Comments are for the page: Who is in control of AI?
recommender algorithms vs social networks
Suppose FB, Twitter, etc. eliminated their recommender algorithms and presented you with posts and reposts only from people whom you choose to follow. Then would most people (especially those who are more prone to reflexive outrage) see a substantially different distribution of messages than now? Or would we have the same feedback loop of extreme posts propagating by virtue of their very provocativeness, maybe taking 10% longer to reach saturation or something?
These aren’t rhetorical questions, and I don’t know how to answer them.
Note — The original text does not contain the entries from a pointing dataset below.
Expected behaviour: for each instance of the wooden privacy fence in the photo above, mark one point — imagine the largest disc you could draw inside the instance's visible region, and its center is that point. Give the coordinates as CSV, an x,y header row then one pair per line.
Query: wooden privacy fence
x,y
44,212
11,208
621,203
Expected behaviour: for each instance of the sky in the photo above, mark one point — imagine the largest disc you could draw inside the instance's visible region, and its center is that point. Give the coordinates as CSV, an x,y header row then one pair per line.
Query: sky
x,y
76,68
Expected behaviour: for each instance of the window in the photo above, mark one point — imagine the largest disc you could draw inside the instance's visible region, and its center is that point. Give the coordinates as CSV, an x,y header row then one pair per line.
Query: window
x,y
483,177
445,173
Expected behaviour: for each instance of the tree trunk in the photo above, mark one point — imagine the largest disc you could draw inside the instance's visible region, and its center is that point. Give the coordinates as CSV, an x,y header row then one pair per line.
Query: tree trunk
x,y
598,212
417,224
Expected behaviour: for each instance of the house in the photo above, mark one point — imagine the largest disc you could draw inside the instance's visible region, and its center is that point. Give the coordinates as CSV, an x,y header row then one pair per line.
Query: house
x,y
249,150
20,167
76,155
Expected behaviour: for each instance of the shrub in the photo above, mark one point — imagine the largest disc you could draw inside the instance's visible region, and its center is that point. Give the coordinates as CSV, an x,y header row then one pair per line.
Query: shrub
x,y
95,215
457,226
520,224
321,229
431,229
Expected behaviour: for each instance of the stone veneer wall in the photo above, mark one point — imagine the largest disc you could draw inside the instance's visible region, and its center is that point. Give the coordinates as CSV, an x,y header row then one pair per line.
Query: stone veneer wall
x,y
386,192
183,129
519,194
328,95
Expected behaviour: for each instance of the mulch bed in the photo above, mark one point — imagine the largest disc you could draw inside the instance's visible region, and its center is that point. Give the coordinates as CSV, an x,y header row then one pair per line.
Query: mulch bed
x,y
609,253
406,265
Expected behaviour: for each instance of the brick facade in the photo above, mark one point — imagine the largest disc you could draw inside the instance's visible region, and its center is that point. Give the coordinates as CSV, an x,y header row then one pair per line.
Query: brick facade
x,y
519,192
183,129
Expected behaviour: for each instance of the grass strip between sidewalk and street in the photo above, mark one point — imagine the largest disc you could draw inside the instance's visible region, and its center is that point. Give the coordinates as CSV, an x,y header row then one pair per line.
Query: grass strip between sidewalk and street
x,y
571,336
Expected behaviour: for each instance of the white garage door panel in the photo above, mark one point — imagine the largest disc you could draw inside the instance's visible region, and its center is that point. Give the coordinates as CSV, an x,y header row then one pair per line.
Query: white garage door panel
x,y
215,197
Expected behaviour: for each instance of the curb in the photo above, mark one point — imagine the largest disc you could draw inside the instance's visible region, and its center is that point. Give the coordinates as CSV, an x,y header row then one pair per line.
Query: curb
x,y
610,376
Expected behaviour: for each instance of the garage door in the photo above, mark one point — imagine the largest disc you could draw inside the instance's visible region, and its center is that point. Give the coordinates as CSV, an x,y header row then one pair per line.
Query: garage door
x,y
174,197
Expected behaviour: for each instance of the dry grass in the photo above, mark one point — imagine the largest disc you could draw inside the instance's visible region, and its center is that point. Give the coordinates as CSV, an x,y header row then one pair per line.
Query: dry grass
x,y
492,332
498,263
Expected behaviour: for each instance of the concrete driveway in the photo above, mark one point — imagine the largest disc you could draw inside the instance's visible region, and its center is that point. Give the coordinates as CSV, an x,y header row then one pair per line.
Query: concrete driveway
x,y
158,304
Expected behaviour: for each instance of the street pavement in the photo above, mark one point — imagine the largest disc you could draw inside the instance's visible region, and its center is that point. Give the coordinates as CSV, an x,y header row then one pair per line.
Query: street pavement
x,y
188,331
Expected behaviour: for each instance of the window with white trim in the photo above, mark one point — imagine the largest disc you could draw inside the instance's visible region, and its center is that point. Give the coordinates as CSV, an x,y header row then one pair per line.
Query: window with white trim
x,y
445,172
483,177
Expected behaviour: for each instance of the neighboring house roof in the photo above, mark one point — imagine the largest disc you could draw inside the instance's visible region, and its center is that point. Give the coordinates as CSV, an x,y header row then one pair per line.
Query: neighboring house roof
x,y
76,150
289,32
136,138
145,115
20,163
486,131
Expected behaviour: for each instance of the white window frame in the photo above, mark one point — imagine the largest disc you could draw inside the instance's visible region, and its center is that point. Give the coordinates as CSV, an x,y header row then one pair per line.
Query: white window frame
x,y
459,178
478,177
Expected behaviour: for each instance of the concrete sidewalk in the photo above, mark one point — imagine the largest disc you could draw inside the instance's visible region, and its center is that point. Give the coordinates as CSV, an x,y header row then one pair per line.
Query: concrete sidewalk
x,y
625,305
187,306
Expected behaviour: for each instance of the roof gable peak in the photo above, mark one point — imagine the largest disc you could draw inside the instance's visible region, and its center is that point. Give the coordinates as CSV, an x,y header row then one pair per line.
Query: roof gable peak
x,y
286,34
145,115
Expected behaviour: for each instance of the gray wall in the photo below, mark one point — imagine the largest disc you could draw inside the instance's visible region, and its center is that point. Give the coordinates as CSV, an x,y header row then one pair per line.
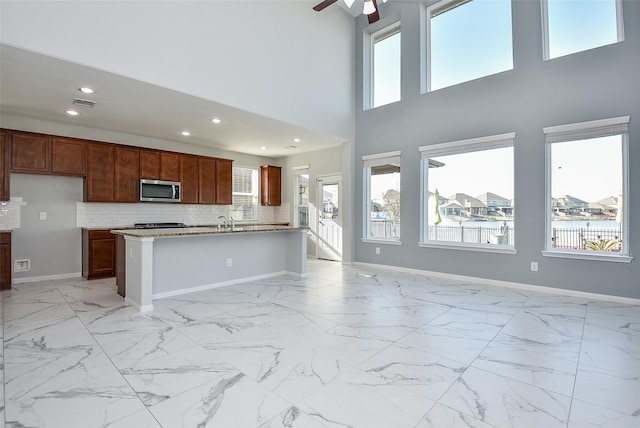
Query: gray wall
x,y
53,245
595,84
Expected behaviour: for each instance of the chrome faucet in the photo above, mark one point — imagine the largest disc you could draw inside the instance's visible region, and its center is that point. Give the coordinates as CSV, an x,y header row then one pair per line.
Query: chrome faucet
x,y
224,219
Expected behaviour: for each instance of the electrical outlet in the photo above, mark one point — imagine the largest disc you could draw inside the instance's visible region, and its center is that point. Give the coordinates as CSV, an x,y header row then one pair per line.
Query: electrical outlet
x,y
23,265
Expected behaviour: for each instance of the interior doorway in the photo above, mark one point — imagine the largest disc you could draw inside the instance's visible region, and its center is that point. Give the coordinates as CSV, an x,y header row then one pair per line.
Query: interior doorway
x,y
329,227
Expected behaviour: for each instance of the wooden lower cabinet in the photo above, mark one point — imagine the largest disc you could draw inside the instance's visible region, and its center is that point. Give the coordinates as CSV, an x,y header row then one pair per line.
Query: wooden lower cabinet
x,y
5,261
98,254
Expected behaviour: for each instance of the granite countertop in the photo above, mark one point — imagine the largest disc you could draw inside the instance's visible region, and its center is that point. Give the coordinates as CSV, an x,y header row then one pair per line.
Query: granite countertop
x,y
133,227
202,230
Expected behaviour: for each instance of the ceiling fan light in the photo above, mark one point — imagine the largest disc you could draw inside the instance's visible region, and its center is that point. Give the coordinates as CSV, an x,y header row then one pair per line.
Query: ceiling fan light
x,y
369,8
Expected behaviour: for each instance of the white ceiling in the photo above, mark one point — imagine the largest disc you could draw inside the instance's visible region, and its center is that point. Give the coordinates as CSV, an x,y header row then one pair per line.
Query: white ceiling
x,y
41,87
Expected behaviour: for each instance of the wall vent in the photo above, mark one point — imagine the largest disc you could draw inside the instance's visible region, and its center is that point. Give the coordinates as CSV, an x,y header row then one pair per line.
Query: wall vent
x,y
83,103
23,265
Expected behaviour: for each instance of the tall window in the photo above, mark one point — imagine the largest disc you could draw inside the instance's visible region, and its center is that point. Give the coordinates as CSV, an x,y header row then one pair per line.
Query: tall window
x,y
386,66
382,197
575,26
587,190
466,40
301,197
245,194
468,193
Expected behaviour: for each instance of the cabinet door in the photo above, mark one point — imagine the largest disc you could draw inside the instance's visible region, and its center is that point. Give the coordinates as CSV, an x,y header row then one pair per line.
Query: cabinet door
x,y
4,166
5,261
189,179
30,153
270,185
169,166
68,156
206,180
99,186
224,181
150,164
127,174
102,254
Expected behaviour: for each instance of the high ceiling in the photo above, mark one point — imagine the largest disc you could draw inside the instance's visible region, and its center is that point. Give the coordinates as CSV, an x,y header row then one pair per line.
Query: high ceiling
x,y
41,87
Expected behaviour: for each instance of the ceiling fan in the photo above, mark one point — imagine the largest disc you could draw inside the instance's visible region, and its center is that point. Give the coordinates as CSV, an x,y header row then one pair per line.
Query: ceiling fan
x,y
370,8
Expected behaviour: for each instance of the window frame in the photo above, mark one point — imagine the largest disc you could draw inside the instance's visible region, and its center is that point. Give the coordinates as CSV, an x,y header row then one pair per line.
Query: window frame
x,y
451,148
297,172
374,37
370,161
255,178
582,131
545,30
443,6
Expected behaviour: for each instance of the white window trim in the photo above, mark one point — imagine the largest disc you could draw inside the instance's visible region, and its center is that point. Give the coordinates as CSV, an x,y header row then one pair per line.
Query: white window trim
x,y
371,161
254,194
586,130
545,28
456,147
383,33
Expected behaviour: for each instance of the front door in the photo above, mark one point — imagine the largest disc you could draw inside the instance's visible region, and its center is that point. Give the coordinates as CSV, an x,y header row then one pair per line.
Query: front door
x,y
329,238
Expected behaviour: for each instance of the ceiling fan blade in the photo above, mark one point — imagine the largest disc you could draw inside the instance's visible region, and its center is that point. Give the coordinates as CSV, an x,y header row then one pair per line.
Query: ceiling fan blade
x,y
375,16
323,4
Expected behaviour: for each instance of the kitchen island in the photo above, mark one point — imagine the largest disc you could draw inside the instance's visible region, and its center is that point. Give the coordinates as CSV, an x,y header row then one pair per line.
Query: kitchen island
x,y
167,262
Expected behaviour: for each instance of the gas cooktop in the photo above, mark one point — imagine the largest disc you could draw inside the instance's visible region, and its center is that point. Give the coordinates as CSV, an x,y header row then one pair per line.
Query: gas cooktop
x,y
159,225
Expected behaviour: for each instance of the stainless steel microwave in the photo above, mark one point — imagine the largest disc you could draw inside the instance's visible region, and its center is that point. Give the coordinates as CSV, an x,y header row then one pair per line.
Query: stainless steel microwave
x,y
159,191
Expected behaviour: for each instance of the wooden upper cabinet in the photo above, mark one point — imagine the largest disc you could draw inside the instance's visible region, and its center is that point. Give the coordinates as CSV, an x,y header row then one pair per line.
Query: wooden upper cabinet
x,y
189,179
100,184
127,174
270,185
206,180
224,181
150,164
169,166
68,156
30,153
4,166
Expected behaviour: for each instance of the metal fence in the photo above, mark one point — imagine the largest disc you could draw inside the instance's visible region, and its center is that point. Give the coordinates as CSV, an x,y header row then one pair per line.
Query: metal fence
x,y
476,234
576,239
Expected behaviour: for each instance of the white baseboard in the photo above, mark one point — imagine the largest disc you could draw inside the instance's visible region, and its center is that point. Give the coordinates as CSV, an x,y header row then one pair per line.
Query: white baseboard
x,y
509,284
219,284
46,277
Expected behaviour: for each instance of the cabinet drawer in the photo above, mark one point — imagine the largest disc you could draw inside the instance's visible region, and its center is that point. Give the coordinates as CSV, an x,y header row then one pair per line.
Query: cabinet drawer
x,y
101,234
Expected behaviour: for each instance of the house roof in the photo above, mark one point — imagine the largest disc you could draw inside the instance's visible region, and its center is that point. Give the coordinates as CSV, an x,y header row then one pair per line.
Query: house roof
x,y
467,201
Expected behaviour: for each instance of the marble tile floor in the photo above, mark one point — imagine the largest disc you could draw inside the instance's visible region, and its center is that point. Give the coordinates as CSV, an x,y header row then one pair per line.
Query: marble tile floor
x,y
349,346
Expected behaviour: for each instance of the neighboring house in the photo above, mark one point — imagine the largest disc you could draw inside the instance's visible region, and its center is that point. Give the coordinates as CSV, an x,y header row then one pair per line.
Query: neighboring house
x,y
471,205
568,205
497,203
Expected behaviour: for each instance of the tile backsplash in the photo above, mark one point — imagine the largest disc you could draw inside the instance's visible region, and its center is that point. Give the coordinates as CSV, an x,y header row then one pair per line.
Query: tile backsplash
x,y
10,213
111,215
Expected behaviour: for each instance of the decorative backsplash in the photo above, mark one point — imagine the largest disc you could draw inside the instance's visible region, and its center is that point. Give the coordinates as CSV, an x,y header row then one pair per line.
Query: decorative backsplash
x,y
10,213
110,215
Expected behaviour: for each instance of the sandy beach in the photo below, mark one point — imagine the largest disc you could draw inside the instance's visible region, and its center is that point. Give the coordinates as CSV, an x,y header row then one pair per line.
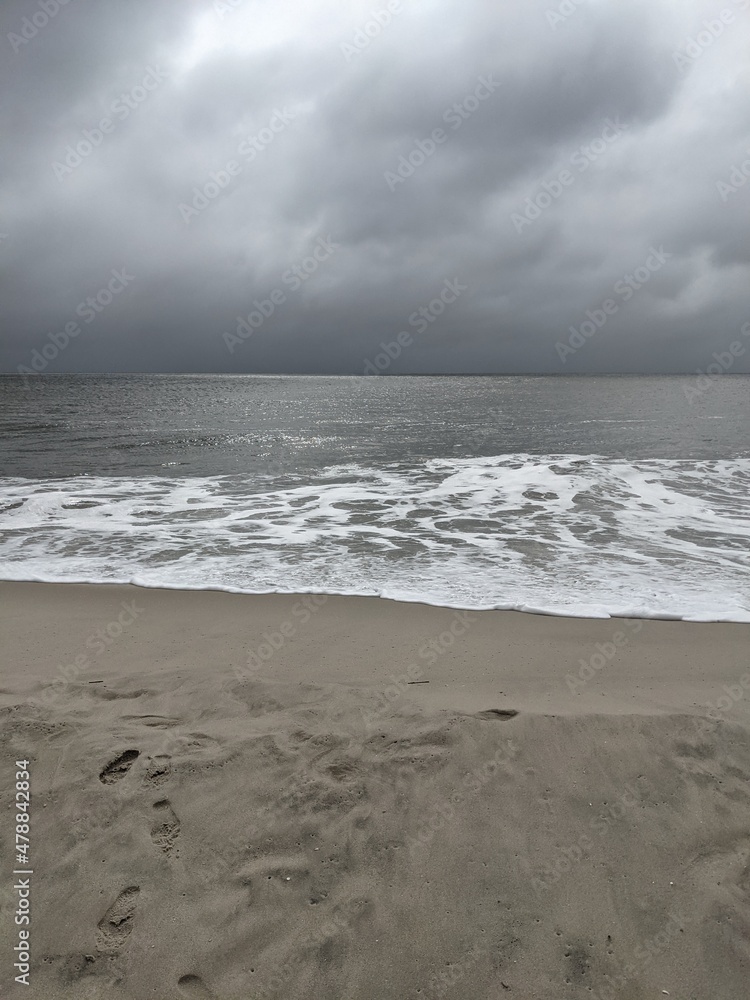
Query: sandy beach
x,y
295,796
But it’s not obvious to me that our current level of polarization, as unpleasant and dangerous as it may be, is more extreme than the much lower-tech polarization of the US in the 1960s or 1860s, or the world in the 1930s, etc.
Extreme ads, user control
This is old news, but:
https://www.theguardian.com/commentisfree/2021/jan/26/facebook-ads-combat-gear-rightwing-users
https://www.yahoo.com/video/facebook-rules-ban-promoting-weapons-160023779.html
Extreme ads can be an issue as well as extreme content.
That said, if people have more control over their feeds, that puts the choice about polarization (and concentration) in a different place. Block lists already exist, as do more technical tools for users (though this seems to vary by platform). Although social media feeds may be monolithic today*, having different accounts (and being careful with the subscriptions) seems like it can address this, if people want to engage with politics, but not all the time. This seems like a good thing, as does fixing the incentives from having one party with both feed control/moderation and also getting money from the ads. (Mastodon doesn’t do ads.)
*My rss feed reader has folders, so it’s in a better spot.
re: recommender algorithms vs social networks
David: Thanks, good to be here! I appreciate your insights on these issues, and the clarity of your presentation. And thanks for the link; it does make a persuasive case that recommender algorithms make a big difference in what posts get widely seen by others who wouldn’t seen them by network chains (though it’s still, as you agree, hard to quantify what effect that has on social polarization, compared to old-fashioned chains of transmission).
Pattern: Agreed, ads matter too (though in the specific case of weapons ads, I’d be unhappy with FB pushing those even if the ads were untargeted, or targeted only via opt-in user-specified categories of interest).
The c word
Great series. Your analysis here seems applicable to any corporate structure, so I am a tad surprised to see no mention of capitalism or corporations more generally.